Von einer Immunität kann man in diesem Zusammenhang nicht sprechen. Gegen Sucht ist niemand 'immun', weil Abhängigkeit ein Zusammenspiel verschiedener Faktoren ist. Es kann sein, dass jemand, bei dem die Parameter Umfeld, Persönlichkeitsentwicklung und Gene stabil sind, nicht abhängig wird. Aber wenn sich nur einer der Parameter verändert, also beispielsweise die Beziehung zerbricht oder der Job verloren geht, kann die Situation schnell kippen und eine Abhängigkeit entstehen.

Was genau passiert im Gehirn bei einem Menschen, der abhängig ist?

Die Gewöhnung findet vor allem im Gehirn statt. Dort verändern sich die Abläufe im Transmittersystem. Das Gehirn passt sich dem Konsumverhalten an. Nehmen wir als Beispiel Alkohol: Alkohol hat eine beruhigende, verlangsamende Wirkung. Langsame Reaktionen aber können gefährlich sein. Bei längerem Konsum versucht das Gehirn daher, diesem Effekt entgegenzuwirken und schaltet verstärkt auf Aktivität um.
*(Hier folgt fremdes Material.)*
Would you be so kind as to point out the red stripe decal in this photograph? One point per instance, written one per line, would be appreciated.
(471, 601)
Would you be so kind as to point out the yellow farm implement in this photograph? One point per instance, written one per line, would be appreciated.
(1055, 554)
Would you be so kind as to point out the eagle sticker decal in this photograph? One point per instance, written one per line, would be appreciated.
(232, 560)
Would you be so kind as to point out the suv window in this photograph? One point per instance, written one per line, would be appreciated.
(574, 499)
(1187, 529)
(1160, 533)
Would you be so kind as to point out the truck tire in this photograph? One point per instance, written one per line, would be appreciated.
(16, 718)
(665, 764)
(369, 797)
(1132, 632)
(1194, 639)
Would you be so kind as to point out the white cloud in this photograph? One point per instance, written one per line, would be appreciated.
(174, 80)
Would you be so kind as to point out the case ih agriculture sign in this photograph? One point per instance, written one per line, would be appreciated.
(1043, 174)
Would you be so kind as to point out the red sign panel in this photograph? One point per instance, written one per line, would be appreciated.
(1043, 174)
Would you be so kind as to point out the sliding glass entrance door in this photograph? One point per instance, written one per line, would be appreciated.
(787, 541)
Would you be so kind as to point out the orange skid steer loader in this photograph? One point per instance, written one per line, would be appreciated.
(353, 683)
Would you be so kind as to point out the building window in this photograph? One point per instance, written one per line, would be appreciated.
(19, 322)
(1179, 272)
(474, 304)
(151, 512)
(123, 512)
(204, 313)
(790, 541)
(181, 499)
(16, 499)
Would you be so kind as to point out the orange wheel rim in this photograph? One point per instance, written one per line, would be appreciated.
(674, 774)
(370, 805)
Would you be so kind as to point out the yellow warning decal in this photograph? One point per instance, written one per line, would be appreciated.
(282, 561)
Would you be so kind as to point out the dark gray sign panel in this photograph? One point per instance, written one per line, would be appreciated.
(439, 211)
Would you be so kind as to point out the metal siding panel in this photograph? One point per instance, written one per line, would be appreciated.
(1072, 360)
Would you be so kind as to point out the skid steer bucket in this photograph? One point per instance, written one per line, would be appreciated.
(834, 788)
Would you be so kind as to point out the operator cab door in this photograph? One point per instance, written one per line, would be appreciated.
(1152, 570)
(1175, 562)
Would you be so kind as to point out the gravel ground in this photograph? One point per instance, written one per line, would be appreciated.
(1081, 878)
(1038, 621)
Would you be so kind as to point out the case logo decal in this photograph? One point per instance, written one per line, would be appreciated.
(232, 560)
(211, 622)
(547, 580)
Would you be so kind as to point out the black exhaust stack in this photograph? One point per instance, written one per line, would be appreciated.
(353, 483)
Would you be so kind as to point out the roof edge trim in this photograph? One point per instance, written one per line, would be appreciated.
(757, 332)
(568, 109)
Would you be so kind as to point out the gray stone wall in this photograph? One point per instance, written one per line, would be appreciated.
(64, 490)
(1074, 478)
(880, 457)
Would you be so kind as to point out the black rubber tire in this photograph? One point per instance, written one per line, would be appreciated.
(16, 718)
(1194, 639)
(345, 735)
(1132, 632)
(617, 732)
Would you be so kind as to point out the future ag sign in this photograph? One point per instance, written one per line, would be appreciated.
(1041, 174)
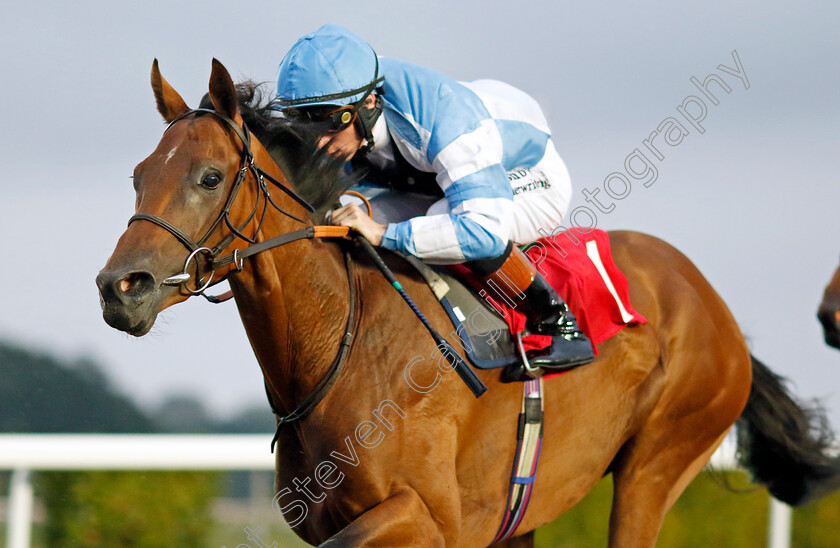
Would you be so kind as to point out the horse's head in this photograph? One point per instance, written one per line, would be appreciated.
(196, 197)
(829, 311)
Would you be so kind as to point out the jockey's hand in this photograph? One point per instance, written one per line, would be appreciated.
(351, 215)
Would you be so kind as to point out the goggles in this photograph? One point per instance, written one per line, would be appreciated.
(323, 119)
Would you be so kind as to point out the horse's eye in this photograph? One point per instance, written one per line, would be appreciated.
(211, 180)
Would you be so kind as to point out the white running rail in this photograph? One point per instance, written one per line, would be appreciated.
(24, 453)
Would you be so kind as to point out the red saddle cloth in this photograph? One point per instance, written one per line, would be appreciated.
(586, 278)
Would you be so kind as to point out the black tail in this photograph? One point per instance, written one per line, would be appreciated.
(786, 447)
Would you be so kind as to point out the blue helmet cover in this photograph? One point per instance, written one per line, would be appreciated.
(331, 60)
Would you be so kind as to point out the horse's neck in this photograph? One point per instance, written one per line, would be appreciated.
(294, 302)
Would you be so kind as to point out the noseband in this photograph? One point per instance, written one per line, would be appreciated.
(237, 257)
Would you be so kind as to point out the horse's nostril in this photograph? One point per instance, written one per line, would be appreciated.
(136, 284)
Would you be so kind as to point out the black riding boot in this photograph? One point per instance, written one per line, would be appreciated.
(547, 314)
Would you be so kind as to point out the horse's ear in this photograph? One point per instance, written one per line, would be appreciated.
(223, 92)
(170, 104)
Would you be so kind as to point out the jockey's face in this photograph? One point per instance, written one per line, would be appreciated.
(342, 144)
(347, 141)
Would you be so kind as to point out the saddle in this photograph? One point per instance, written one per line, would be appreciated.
(493, 335)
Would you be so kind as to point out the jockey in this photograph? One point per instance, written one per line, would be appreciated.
(471, 168)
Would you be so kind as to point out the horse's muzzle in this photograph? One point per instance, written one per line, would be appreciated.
(127, 300)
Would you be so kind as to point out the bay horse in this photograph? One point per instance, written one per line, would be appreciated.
(396, 467)
(828, 312)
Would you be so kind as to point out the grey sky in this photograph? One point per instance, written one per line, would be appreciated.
(752, 201)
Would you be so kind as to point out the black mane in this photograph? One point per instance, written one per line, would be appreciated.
(315, 176)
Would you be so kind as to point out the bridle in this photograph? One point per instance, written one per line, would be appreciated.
(238, 256)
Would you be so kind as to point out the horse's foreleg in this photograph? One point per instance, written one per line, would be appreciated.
(401, 520)
(522, 541)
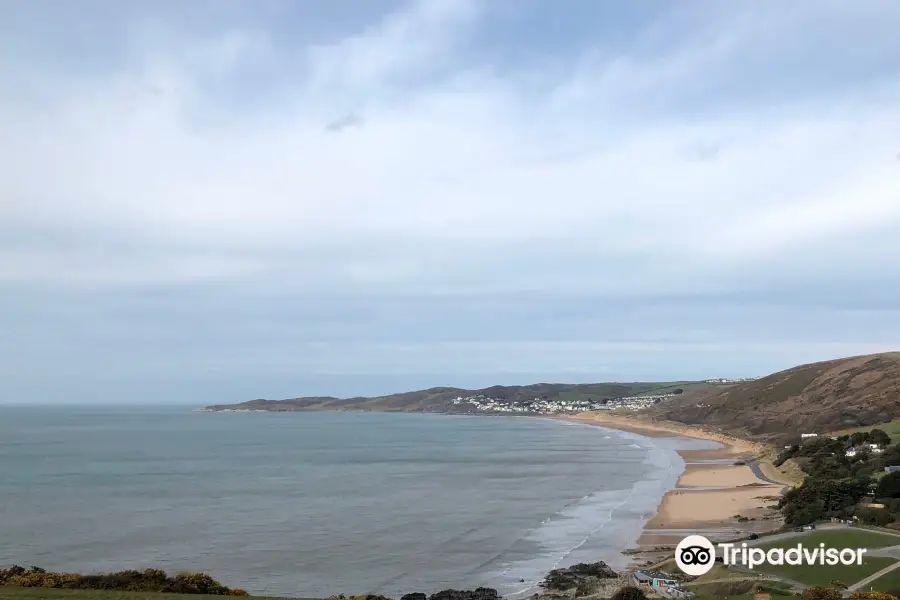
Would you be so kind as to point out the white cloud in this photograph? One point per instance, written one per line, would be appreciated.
(698, 159)
(464, 161)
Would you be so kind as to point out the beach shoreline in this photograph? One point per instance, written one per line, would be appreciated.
(722, 492)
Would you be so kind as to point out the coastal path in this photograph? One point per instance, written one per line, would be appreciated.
(864, 582)
(771, 577)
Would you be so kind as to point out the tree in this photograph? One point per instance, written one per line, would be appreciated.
(821, 593)
(877, 436)
(875, 516)
(888, 486)
(629, 592)
(871, 596)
Wird der Alkohol und damit die Sedierung plötzlich weggelassen, neigt sich die Waage stark in Richtung Aktivität, es kann zu überschießenden Reaktionen wie Zittern und Krampfanfällen kommen. Die Entzugserscheinungen sind also der Wirkung der Droge entgegengesetzt.

Warum ist es so schwer, wieder loszukommen?

Drogen funktionieren nach dem Prinzip 'sex sells': Sie überschreiben sozusagen das limbische System in unserem Gehirn. Dieses System steuert unsere Lust und sorgt so dafür, dass wir Sex haben, uns fortpflanzen und Nahrung zu uns nehmen. Wenn dieses System von der Droge überschrieben wird, kommt ihr im Gehirn des Betroffenen eine ähnliche Bedeutung zu wie Fortpflanzung und Nahrungsaufnahme. Das ist der Grund, warum man nicht einfach wieder aufhören kann.

Dennoch gibt es erfolgreiche Therapien. Wie laufen Entzug und Entwöhnung ab?

Normalerweise beginnt die Behandlung mit dem körperlichen Entzug: Die Substanz wird weggelassen, der Körper entgiftet. Danach folgt die Phase der Entwöhnung, die als Reha-Maßnahme dazu dienen soll, langfristig ohne die Droge auszukommen. Oberstes Therapieziel ist es dabei stets, das Überleben des Betroffenen zu sichern. Entscheidend für den Behandlungserfolg ist unter anderem der Zeitpunkt, an dem die Therapie beginnt, also die Zeitspanne, die der Betroffene bereits abhängig ist. Je früher die Behandlung einsetzt, umso größer sind die Chancen vom Suchtstoff loszukommen.